I see Dingy Smith is barking about a readjust on equalization payments. Well maybe she should talk to Harper and Kenney who were at the table giving everything away, rather than trying to blame the Liberals.
With her ramblings today, it seems there is no doubt she is in the nutbar 6 category. Maybe we need to have a referendum to kick out Smith?
Alberta thinks The Great Oil Boom is just around the corner.
Newsflash. It isn’t. And never will. Oil, as a resource, is plentiful. There’s more than enough of it to make all the plastic geegaws the globe could ever want or need. Every country with an ocean view has buckets of it, right on their doorstep. Alberta can’t come to grips with the fact that with all the new drilling tech–they just ain’t that special any more. Alberta was conveniently located to lubricate America’s war machine but that empire is dying and their war tech is fast becoming obsolete. Notley wanted to make them *more* than America’s gas station. Silly woman.
Alberta’s major problem is that it needs a future. Not a future based solely on oil extraction or the few farms that are still viable after the oil barons polluted half the place. Once upon a time they were the place you got beef. They could be the place you get beef again or buy an electric car, or a cool electric scooter or maybe even an airplane or chock full of engineers and tech operators.
If they could see past their 1970’s obsession with gas-guzzling muscle cars.
On another note, Dixie Dani just put out a *20 minute diatribe on separating* on The National post *while* Mark Carney is landing in Washington to deal with Trump who is, simultaneously, saying he’s taking over Canada as the 51st state as he claims they’re subsidizing us to the tune of 200B dollars (if I was Mark Carney I’d say, “Fine. Then stop sending it.” which would put pad to that bullsh*t right away)

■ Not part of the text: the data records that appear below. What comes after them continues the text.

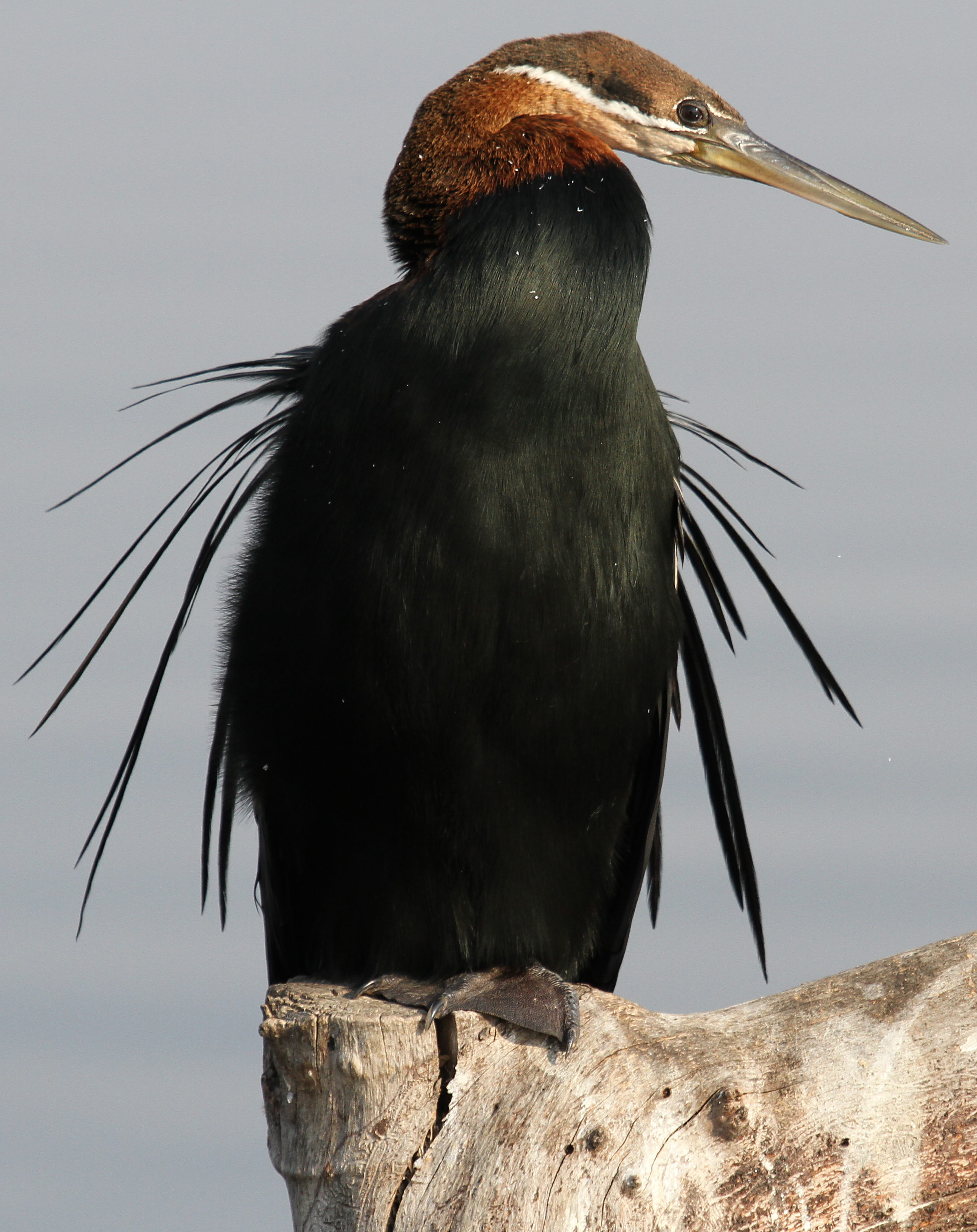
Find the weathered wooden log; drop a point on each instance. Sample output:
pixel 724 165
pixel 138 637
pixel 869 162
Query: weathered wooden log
pixel 849 1104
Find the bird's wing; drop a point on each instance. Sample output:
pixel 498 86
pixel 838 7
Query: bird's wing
pixel 638 852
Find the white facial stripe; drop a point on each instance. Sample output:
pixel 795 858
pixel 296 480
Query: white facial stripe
pixel 613 108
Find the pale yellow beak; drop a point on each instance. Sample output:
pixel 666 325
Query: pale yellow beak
pixel 728 148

https://youtu.be/p5fzrOSDpds
I nearly upchucked my dinner when Dixie Dani started blathering about “upholding the rights of Native people” because they already told her to stop threatening to separate and it’s clear–she’s not listening.

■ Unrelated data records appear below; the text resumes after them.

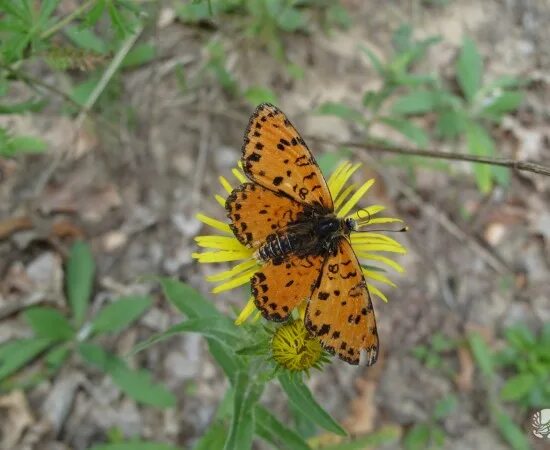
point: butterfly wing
(281, 285)
(276, 157)
(340, 311)
(256, 212)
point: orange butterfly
(287, 215)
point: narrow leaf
(246, 395)
(481, 354)
(408, 129)
(469, 69)
(118, 315)
(16, 354)
(385, 436)
(134, 445)
(300, 396)
(135, 383)
(340, 110)
(275, 432)
(49, 323)
(80, 276)
(519, 386)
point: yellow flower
(368, 246)
(294, 349)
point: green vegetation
(57, 338)
(407, 99)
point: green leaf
(377, 64)
(257, 94)
(340, 110)
(135, 445)
(300, 396)
(120, 314)
(195, 306)
(187, 300)
(521, 337)
(16, 354)
(386, 435)
(497, 106)
(417, 438)
(417, 102)
(480, 144)
(220, 328)
(214, 437)
(246, 394)
(272, 430)
(290, 19)
(450, 124)
(57, 356)
(138, 56)
(85, 38)
(469, 69)
(32, 105)
(407, 129)
(135, 383)
(514, 435)
(49, 323)
(445, 406)
(79, 280)
(518, 386)
(27, 144)
(482, 355)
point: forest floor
(132, 181)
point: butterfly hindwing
(276, 157)
(281, 285)
(340, 311)
(256, 212)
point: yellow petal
(220, 242)
(344, 195)
(355, 198)
(384, 260)
(377, 276)
(370, 247)
(380, 220)
(246, 311)
(364, 215)
(214, 223)
(235, 282)
(239, 176)
(234, 271)
(373, 290)
(225, 184)
(221, 256)
(220, 200)
(373, 238)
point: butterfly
(286, 214)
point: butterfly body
(312, 234)
(286, 214)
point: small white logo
(541, 424)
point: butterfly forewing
(276, 157)
(281, 285)
(256, 212)
(340, 311)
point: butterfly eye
(351, 224)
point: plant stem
(67, 19)
(373, 145)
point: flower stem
(375, 145)
(67, 19)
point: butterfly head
(349, 225)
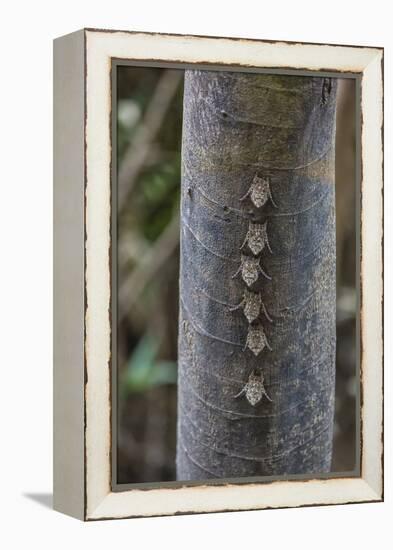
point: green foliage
(144, 371)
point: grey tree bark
(256, 346)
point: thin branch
(136, 155)
(133, 286)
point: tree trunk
(256, 382)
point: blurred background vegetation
(149, 122)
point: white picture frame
(82, 244)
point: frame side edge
(68, 271)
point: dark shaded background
(149, 122)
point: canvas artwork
(237, 303)
(218, 279)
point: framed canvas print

Oh, for some sober governance!
Hic!
I feel Alberta politics will be divided into two eras for all of us around at the time, before May 2015 and after. It was hard to imagine that the party in power for over 40 years would be so soundly defeated and although there were signs of fatigue, their demise seemed to happen quickly and without much warning.

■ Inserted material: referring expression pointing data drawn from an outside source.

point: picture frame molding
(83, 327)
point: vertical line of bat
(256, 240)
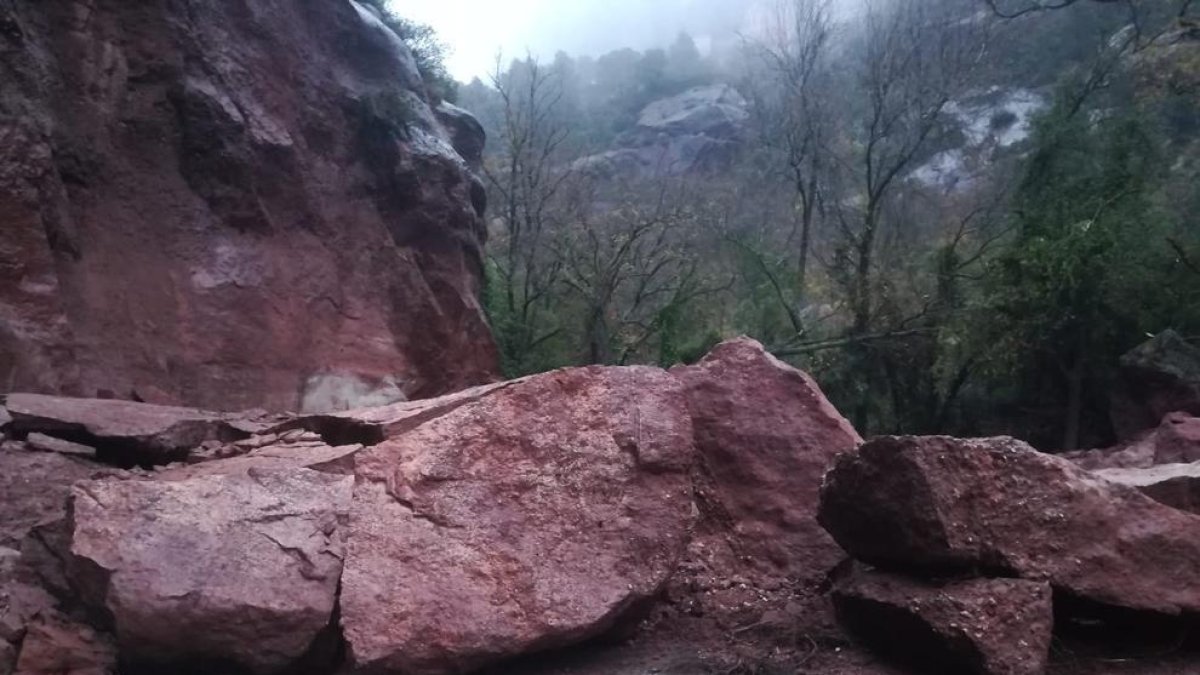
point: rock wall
(231, 204)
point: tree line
(999, 305)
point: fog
(478, 30)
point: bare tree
(795, 109)
(629, 260)
(527, 179)
(916, 55)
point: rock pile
(946, 518)
(423, 537)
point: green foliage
(1084, 276)
(429, 51)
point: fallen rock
(1175, 441)
(299, 131)
(123, 431)
(765, 437)
(1176, 485)
(51, 444)
(216, 571)
(1158, 377)
(529, 518)
(34, 489)
(317, 457)
(981, 626)
(948, 505)
(57, 645)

When the election was called in 2015, everyone thought the PC’s would be reelected, as they always had been for decades and Alberta had the feel of a state where one party is entrenched. It wasn’t until close to the end of the campaign it became apparent that change could happen and even then it was hard to believe because the PC’s were entrenched and in power for so long. It seemed they always won.
Also surprising was how quickly after that election loss the PC’s faded away, faster than their conservative predecessors and were replaced by something different. The PC’s, although they had gone back and forth between the centre and the right over the years, were essentially at their core a big tent, moderate conservative party, created in the late 1960’s and early 1970’s. I don’t feel their UCP successors have an interest in being that.
So, while the UCP has now won two terms, Alberta politics remains more competitive over the last decade than before. It will be easier for the NDP to win again, having been in government and one big legacy of that NDP government will be to have pulled Alberta back from becoming a one party state into now being a fairly healthy democratically competitive one where it is not assumed the party in power will always win.
Rachel Notley was an incredible premier, despite the fact that she had to contend with a horrific mess that was left behind by the Alberta PCs, who turned the amazing work of Peter Lougheed upside down. Oil prices were also very low, beginning before Rachel Notley was the premier of Alberta, which did not help.